Data is not objective
ed* No. 02/2024 – Chapter 5
Probably the greatest challenge for ensuring safe AI systems lies in the provision of large, representative databases which are relevant to the respective issue and are used to train the underlying AI models. The quality and quantity of data are crucial for the performance and accuracy of AI models. There is a general consensus that neither AI applications nor the data used to train them should contain discriminatory elements or biases. But this is often difficult to avoid in reality. There is a possibility that unequal treatment that occurs in the real world is reflected in the data records without the operators of AI systems even knowing about it. Certain social groups or rare diseases, for example, are not adequately represented in existing data records. Such inaccurate or biased representations of reality harbour the risk that AI systems will not only reproduce but reinforce existing prejudiced decisions from the analogue world. This is particularly problematic when AI systems make decisions that have a direct impact on people’s lives, as is the case in the area of social insurance.

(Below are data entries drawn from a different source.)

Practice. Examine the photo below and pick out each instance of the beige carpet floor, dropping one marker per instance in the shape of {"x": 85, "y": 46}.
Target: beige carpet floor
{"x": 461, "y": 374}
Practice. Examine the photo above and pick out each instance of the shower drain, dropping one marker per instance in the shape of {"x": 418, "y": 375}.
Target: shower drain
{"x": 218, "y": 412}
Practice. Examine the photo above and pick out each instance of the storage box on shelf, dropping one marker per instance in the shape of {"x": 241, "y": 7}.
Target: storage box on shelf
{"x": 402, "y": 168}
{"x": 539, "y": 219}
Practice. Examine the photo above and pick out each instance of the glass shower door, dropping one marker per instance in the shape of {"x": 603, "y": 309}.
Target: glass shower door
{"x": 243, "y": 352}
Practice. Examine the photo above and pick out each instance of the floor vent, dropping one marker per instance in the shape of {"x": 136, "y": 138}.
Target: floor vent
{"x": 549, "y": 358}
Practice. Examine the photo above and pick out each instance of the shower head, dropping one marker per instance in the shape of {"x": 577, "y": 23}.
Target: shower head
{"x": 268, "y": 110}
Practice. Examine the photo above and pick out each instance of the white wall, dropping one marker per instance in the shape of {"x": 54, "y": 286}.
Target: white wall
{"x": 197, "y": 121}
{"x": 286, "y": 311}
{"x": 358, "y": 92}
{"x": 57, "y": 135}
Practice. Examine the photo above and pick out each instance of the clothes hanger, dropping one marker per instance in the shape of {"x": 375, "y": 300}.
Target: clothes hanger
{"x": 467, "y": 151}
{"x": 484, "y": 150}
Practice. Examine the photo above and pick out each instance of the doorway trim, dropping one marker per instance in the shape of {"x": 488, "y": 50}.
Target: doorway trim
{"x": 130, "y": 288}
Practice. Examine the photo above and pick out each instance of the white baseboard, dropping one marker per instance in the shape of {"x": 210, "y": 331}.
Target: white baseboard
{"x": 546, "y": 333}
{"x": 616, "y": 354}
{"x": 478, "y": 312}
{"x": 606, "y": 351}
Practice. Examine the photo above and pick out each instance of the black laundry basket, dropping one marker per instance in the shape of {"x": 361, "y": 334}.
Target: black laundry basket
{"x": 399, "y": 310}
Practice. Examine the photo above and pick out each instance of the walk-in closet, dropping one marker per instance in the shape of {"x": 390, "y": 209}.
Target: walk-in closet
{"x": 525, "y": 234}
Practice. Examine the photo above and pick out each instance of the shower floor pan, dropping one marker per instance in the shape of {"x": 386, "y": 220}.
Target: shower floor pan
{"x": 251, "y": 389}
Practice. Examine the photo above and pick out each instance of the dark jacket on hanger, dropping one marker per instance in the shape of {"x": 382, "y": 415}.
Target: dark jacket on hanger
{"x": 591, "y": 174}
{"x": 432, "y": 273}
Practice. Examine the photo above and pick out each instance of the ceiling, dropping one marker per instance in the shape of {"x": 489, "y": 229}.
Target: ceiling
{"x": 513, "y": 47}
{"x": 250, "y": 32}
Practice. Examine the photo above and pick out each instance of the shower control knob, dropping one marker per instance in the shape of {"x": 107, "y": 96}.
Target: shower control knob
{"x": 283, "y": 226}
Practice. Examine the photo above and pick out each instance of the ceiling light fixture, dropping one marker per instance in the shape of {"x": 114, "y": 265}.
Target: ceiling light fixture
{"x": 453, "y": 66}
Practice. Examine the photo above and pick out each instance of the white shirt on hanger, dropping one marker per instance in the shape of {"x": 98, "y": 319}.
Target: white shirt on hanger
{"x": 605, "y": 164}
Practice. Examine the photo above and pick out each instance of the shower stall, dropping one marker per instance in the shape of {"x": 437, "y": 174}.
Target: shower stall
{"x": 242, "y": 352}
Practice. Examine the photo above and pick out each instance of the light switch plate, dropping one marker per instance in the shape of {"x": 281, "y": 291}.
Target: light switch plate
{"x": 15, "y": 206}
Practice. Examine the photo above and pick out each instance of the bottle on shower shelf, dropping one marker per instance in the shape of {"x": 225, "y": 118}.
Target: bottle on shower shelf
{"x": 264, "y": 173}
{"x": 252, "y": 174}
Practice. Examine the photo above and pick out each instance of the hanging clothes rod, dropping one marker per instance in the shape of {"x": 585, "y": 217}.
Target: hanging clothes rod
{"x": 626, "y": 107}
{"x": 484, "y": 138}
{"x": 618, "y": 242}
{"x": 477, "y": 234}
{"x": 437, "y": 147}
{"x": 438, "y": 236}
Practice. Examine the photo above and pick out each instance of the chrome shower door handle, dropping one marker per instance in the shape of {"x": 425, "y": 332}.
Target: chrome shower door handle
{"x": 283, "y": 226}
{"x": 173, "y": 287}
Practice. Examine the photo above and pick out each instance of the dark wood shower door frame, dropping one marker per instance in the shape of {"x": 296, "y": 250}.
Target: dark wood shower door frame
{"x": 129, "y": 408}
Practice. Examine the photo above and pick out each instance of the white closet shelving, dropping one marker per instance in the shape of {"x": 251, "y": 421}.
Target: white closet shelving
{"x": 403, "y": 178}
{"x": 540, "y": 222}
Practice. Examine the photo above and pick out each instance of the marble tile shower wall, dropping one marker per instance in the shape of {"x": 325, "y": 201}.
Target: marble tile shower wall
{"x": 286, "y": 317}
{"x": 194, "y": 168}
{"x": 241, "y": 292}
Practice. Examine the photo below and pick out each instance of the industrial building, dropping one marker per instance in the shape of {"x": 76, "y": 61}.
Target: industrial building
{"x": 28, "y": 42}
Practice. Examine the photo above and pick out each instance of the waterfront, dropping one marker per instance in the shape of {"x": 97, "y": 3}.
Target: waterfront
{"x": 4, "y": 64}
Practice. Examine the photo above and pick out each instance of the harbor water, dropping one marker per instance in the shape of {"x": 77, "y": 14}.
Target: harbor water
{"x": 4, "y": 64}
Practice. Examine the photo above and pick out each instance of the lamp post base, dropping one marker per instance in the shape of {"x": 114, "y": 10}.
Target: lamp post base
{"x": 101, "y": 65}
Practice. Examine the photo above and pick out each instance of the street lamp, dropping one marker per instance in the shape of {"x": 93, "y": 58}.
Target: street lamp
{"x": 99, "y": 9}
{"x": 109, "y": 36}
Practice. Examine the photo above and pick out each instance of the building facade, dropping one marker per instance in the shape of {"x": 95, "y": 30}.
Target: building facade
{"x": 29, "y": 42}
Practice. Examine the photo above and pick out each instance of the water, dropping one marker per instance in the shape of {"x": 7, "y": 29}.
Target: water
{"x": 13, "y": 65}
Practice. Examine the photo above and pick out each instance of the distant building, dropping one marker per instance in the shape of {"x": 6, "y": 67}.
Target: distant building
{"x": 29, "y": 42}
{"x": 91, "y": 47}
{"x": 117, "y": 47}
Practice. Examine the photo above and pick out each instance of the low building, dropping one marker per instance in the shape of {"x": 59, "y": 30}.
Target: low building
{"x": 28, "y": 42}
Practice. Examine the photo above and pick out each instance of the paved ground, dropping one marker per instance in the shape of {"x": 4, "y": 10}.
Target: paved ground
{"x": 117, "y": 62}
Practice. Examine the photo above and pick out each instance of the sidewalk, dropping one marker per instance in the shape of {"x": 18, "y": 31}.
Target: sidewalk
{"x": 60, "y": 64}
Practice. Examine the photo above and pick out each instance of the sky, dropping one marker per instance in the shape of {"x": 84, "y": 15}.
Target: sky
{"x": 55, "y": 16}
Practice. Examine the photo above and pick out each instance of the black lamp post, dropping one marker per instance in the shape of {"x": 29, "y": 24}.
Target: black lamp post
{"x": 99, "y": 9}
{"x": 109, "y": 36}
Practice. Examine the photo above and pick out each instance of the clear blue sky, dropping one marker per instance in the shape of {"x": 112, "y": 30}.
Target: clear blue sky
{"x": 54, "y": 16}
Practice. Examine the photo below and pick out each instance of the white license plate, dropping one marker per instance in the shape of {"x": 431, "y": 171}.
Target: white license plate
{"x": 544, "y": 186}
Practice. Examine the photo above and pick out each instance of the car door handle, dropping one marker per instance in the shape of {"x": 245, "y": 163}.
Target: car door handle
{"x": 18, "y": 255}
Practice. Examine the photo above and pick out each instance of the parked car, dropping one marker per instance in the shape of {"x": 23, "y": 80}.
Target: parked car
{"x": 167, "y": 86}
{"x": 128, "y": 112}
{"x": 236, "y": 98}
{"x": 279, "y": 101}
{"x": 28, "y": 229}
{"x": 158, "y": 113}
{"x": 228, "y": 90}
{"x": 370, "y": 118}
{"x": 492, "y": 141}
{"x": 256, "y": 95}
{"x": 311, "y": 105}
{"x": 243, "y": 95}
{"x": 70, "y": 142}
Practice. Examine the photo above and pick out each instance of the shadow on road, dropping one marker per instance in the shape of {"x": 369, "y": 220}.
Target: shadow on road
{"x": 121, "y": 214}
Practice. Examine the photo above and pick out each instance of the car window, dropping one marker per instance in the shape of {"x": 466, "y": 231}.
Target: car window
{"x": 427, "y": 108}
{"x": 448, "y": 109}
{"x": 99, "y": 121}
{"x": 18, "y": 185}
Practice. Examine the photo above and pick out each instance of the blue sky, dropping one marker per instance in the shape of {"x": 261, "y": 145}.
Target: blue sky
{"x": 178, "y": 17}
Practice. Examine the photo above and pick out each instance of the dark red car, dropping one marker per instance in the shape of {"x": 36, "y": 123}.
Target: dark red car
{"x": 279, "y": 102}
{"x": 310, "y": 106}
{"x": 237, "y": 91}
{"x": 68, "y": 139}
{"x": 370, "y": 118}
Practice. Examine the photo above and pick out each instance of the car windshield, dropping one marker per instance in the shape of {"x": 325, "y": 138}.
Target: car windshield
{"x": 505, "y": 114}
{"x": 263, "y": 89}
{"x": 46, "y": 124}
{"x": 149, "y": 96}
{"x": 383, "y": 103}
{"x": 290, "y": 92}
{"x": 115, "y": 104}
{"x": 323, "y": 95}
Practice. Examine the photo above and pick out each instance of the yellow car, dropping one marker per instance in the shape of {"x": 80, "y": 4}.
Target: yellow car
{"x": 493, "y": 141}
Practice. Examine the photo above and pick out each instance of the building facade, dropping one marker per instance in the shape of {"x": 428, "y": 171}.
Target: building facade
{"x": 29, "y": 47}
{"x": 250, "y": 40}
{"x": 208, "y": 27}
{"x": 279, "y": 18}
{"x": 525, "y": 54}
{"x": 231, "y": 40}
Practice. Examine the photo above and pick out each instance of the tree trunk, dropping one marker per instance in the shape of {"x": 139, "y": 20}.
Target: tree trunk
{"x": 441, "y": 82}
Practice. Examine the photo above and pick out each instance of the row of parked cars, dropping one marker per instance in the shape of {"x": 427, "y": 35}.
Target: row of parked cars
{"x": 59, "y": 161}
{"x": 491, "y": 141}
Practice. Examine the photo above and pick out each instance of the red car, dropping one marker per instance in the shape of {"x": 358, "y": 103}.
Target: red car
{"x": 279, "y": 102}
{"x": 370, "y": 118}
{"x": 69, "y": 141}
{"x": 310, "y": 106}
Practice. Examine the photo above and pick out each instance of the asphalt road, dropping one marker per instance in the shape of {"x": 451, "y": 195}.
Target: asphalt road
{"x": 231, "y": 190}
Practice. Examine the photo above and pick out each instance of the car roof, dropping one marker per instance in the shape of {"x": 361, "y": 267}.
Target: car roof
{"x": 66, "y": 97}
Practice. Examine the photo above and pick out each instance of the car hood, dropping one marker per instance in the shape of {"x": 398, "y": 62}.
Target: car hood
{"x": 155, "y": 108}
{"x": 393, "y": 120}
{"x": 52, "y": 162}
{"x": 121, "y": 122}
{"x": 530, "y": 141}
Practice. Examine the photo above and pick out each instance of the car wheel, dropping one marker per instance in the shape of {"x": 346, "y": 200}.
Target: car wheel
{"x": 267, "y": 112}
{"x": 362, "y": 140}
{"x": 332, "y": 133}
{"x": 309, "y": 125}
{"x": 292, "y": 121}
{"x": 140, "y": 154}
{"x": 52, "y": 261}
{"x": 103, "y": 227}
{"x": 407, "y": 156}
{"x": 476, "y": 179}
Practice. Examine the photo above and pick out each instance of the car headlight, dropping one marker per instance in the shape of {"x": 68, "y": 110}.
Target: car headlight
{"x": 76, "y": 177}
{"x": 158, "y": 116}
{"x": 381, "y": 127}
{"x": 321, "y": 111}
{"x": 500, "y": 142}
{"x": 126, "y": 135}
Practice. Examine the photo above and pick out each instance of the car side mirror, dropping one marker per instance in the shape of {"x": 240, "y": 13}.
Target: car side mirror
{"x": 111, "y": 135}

Against this backdrop, it is important to ensure that data is handled responsibly, as required by the General Data Protection Regulation1 also for the use of personal data for AI training. In addition, there must be transparency about how the AI systems work as well as their use, which is why transparency also plays a key role in the AI Act. However, it remains to be seen whether the provisions laid down therein are sufficient. This is because transparency regulations yield nothing as long as it is unclear how AI-based applications come to certain conclusions. Modern AI models with deep neural networks are often so complex that even developers sometimes find it difficult to explain the exact decision-making processes. There is also the question of the extent to which companies are prepared to disclose their AI models, as this could be seen as a loss of competitive advantage.
Data as the basis for transparency and trust
Nevertheless, only on the basis of transparency can people develop trust in AI systems, which increases the acceptance of AI applications, thus ultimately contributing to their successful and wider use. In order to maintain this trust, it is important to continuously scrutinise the further development of AI and correct it as and when required. In the best-case scenario, a balance between human judgement and AI systems can be achieved, ensuring ethical decision-making and accountability on the one hand, and greater efficiency, better resource management and more tailored provision of services on the other.
The value of personal data is constantly increasing as more and more high-quality data is required for ever more powerful and accurate AI models and applications. Since the start of the legislative process to establish a European Health Data Space (EHDS)– one of nine future cross-sector data spaces – health data has been at the centre of general interest at EU level. The EHDS is to enable better utilisation of health data for scientific research in the health and care sector – also explicitly for training, testing and evaluation of algorithms. In the case of sensitive health data in particular, it is crucial that insured persons have the opportunity to object to the disclosure of their personal electronic health data for secondary data use. For this reason, an objection regulation, the so-called opt-out, was introduced. The aim is to strike a balance between the needs of data users for comprehensive and representative data records – for example for AI-based research – and the preservation of people’s autonomy over their own health data.